Four months after that verdict, Reagan nominated Sessions for a federal judgeship. The Senate rejected the nomination.
Now Sessions will be in charge of enforcing the civil rights laws he once opposed, like the Voting Rights Act. He’s almost certain to further weaken what’s left of the law and to encourage the kind of bogus prosecutions for voter fraud that led him to be rejected for a federal judgeship.
Sessions hardly reformed his views after he was elected to the Senate in 1996. He frequently earned an “F” rating from civil rights groups like the NAACP and “consistently opposed the bread-and-butter civil rights agenda,” Hillary Shelton, director of the NAACP’s Washington office, told The New Republic. He voted to reauthorize the VRA in 2006 but praised the Supreme Court’s decision gutting the law in 2013, cluelessly saying, “if you go to Alabama, Georgia, North Carolina, people aren’t being denied the vote because of the color of their skin.” (As but one example of ongoing voting discrimination, his home state of Alabama tried to close 31 DMV offices, many in majority-black counties, after requiring strict photo ID to vote.)

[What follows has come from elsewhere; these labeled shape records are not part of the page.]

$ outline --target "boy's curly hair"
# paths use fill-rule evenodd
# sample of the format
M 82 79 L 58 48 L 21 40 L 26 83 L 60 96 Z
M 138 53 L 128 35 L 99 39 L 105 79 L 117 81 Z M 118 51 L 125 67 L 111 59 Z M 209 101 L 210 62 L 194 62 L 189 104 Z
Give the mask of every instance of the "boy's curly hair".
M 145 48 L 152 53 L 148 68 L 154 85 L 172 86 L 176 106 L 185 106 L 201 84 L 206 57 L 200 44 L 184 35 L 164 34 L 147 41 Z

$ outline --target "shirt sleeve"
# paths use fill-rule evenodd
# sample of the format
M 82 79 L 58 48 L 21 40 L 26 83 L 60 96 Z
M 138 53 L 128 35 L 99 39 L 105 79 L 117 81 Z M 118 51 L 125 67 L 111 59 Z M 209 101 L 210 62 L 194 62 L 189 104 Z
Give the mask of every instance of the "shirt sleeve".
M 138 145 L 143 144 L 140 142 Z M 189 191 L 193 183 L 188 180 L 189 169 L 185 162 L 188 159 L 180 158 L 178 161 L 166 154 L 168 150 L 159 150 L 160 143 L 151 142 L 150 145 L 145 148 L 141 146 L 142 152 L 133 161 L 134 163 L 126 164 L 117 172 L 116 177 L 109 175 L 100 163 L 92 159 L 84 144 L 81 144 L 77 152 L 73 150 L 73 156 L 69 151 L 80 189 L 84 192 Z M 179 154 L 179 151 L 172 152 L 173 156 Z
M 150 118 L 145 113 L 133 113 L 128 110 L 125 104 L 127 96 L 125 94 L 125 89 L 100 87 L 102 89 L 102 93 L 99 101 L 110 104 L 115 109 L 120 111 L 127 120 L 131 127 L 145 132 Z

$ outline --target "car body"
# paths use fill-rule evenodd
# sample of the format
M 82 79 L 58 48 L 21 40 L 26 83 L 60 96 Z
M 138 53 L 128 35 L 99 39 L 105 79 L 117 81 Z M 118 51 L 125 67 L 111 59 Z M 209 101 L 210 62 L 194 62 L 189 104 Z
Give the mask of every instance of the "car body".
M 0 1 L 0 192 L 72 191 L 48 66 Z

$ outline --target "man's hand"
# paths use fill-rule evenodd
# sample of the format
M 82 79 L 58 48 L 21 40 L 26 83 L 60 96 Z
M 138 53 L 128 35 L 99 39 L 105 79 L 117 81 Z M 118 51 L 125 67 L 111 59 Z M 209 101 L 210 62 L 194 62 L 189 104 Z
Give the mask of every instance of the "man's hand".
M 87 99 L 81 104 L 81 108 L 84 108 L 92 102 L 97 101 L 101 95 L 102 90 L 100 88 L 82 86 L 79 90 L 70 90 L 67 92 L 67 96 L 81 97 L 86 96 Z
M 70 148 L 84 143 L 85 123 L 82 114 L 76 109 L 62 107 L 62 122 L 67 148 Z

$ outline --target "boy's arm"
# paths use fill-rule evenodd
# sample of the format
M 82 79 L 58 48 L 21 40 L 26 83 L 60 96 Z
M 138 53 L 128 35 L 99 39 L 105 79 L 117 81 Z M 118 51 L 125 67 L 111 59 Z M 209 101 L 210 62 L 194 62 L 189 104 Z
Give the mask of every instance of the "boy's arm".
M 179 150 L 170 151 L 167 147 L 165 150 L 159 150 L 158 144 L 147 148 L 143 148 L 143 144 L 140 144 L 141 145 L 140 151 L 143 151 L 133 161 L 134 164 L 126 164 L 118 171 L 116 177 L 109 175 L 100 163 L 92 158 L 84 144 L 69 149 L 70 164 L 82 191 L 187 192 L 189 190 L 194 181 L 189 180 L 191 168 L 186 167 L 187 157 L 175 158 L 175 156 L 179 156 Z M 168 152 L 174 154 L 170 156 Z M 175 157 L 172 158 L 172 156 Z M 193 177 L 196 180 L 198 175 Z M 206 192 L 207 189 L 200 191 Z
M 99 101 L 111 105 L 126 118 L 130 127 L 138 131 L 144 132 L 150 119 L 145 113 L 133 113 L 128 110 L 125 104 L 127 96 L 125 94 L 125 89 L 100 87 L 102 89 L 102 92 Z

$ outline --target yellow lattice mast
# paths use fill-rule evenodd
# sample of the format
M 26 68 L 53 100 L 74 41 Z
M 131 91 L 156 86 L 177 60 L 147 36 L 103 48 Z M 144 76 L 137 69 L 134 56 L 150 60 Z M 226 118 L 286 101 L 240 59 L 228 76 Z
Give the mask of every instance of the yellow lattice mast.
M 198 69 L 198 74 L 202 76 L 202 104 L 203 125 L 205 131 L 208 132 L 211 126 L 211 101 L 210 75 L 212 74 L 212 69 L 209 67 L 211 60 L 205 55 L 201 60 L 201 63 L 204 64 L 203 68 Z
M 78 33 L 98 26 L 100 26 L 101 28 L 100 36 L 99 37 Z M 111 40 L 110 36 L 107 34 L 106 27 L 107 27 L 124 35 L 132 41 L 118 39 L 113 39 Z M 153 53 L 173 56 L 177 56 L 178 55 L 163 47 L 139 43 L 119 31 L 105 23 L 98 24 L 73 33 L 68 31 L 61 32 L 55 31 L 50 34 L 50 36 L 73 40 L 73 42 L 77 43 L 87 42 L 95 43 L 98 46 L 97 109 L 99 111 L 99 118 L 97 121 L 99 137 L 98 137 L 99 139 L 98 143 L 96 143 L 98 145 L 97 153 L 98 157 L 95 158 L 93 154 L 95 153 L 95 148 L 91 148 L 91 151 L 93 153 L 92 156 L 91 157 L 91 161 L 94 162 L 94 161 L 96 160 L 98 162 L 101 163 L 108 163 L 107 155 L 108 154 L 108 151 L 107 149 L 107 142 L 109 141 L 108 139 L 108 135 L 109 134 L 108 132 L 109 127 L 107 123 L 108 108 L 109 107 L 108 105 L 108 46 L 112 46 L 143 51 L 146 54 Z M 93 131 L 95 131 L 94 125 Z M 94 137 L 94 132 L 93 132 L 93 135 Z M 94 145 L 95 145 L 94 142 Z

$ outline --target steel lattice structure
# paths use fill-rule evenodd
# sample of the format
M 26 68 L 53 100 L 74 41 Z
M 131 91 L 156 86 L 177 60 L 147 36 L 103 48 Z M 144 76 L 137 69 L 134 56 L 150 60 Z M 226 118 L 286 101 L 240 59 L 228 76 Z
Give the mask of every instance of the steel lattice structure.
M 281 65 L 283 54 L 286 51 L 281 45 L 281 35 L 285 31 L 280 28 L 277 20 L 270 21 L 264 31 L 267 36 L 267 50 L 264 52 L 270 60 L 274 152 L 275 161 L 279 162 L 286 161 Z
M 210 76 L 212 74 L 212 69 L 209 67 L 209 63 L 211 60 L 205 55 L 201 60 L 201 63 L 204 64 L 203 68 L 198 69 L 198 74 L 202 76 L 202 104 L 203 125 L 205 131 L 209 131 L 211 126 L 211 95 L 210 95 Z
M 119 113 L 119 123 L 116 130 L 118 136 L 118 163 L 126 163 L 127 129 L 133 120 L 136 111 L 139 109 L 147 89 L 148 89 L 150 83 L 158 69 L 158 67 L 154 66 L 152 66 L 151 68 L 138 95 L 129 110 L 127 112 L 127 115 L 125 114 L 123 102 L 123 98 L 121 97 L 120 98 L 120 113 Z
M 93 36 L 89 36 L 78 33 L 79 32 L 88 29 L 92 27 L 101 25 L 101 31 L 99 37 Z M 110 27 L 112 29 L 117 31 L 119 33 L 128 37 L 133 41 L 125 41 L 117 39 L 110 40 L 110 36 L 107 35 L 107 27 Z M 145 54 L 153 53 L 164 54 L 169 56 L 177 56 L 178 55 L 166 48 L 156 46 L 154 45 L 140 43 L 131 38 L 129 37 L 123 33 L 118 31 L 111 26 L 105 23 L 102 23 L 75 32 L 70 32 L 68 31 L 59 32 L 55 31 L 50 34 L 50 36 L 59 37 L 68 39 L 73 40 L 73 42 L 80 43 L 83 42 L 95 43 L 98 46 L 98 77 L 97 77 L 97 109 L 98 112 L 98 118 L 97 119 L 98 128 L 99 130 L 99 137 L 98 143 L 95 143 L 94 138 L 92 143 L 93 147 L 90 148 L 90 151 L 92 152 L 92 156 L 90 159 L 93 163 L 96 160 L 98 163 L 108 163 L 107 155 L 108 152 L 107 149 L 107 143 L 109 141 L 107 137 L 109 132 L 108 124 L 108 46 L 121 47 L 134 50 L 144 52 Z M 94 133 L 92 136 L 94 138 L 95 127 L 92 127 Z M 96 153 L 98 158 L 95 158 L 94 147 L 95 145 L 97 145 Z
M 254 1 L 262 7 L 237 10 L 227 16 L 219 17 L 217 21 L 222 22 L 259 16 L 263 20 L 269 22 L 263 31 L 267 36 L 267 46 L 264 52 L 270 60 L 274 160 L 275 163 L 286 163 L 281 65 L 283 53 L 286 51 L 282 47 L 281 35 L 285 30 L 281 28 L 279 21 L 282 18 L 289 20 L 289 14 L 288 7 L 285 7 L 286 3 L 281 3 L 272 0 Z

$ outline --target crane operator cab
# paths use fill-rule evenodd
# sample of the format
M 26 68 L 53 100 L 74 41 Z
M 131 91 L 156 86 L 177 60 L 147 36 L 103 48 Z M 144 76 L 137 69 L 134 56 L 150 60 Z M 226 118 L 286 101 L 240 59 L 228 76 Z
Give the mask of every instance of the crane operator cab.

Thanks Putin, thanks Assange, thanks Comey, thanks Bannon. You shits.
I see one possible gleam of light on the horizon in your piece: “The Senate rejected the nomination.”
The new senate are probably also not all bad.
This gets worse and worse and worse. I saw Rhee for education secretary, Arpaio for an immigration post. Disaster upon disaster.
Alabama left-wingers (all couple dozen of us) are hoping that maybe somehow we can push a decent candidate to replace Sessions in the Senate special election. Or, rather, we’re racking up a nice false hope to have it freshly smashed by the gleeful evangelicals again. Fuck this shit.
The wonderful web site Left in Alabama tells you more than you could ever want to know about Jeff Sessions.
http://leftinalabama.com/the-long-sordid-history-of-ag-nominee-jeff-sessions/
It fits, and well. According to his biographer, The Trumpenstein believes that he is genetically superior.
No prizes for guessing where that leads.
Heil Drumpf!
( http://www.esquire.com/news-politics/news/a49065/trump-believes-in-eugenics-according-to-trumps-biographer/ )
Even worse than Bannon, if that is possible! The United States of Trump will be an awful place.
“Like the Confederate general he is named after, Jefferson Beauregard Sessions III has long been a leading voice for the Old South and the conservative white backlash vote….”
Bit of a calumny against Beauregard who was a member of the Reform Party very much in favour of civil rights for blacks. But I suppose we can’t expect a “journalist” to do any fact checking in this “post factual” world.